During this summer of catastrophic floods, a good news story washed up on one or two newspaper sports desks. Ben Kay and Martin Corry, two of England’s most experienced forwards who had been preparing for the Rugby World Cup at the appropriately named city of Bath, drove home through Gloucestershire when they encountered drivers in trouble on roads that had turned to inland waterways. Our heroes waded in to help rescue the drivers, winning the admiration of locals in one of the heartlands of the English game.
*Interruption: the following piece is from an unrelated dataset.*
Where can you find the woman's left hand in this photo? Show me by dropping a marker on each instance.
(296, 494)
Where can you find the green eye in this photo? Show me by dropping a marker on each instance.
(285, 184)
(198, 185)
It was a selfless act in the middle of what has been a largely miserable summer of sport in these wet islands. Apart from the emergence of Formula 1 driver Lewis Hamilton and Padraig Harrington’s dramatic victory in the Open, there has been little to lift the spirits. In cricket, England’s 3–0 Test series victory over West Indies was a hollow one, the tourists being totally abject in the gloomy early summer weather while the series against India was marred by puerile behaviour from Michael Vaughan’s side. English Premiership football, mired in greed, reached new levels of crassness with the takeover of Manchester City by Thaksin Shinawatra, the former dictator of Thailand whose assets had been frozen in his homeland (but who, at least, had the vision to make the much-maligned Sven-Goran Eriksson manager). And in rugby union, England ‘warmed up’ for the World Cup by sending a second-string side to South Africa. The Springboks, who England meet in a key pool game in the World Cup in Paris on 14 September, promptly put 50 points past Brian Ashton’s callow side in two Tests, with the tourists succumbing to a stomach bug that undermined the coach’s plans for a couple of respectable displays.

Like those two yeoman Leicester forwards, the world champions, England, will be swimming against the tide after the sixth Rugby World Cup kicks off with a game between hosts France and Argentina at Paris’s Stade de France on 7 September.